I think this adjustment is great 50% smaller

(edit3): a single flat collection of orderdetail objects (~ 2000) is now 980KB, was 1.7MB. I can't get it smaller, because the sync info has to be stored as well, in the case of a hierarchy. A single flat collection could be smaller, though it then has to know if any contained entity object has a related entity or not.

(edit4): whoa! checking out .NET 2.0 datatable serializing code, it seems there is another way: bitarrays and object arrays . Should be even smaller. Hold on.

(edit5): ok, using object arrays and bitarrays for the fields / tracking flags (and thus not the object with the fields mentioned above) I managed to bring down a flat orderdetails collection to 761KB (was 1.7MB). THe orders with all order details hierarchy is now 2.61MB (was originally 5.42 MB). .

PaulMckenzie wrote:

We have a Table we are at the moment performing some testing on - 60 properties 15000 records.

Why would you possibly need to send 15,000 items over the wire to the client?
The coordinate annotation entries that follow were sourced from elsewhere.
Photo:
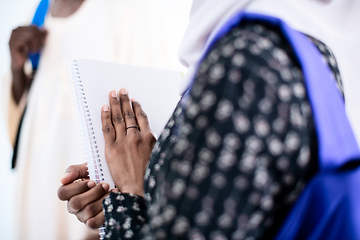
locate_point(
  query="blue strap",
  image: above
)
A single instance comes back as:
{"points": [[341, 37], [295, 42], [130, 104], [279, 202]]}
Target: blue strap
{"points": [[337, 143], [38, 21], [329, 207]]}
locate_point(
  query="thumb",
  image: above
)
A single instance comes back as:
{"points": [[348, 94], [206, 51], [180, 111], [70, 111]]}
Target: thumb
{"points": [[74, 172], [43, 32]]}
What would the user do with a list if items this big?

BOb

Sounds like the next version (and the .Net 2 version) will help speed greatly - thanks... When is the .Net 2 version expected ?

PaulMckenzie wrote:

Sounds like the next version (and the .Net 2 version) will help speed greatly - thanks... When is the .Net 2 version expected ?

v1.0.2005.1, which contains the enhancements, is now in beta. v2.0 is planned for the end of 2005, but can be january 2006, it's too early to tell, but we target end of 2005.

Excellent - what will be the cost ?

PaulMckenzie wrote:

Excellent - what will be the cost ?

V2.0? For current customers 49 euro for a limited period of time, per developer. (we move to a per-developer license for v2.0).

What will the cost for non existing customers be ?

PaulMckenzie wrote:

What will the cost for non existing customers be ?

Probably 229 euro per developer. We require customers to have a license for the designer. So if you have a team with 4 people and 2 use the designer, you then (in v2.0) need 2 licenses.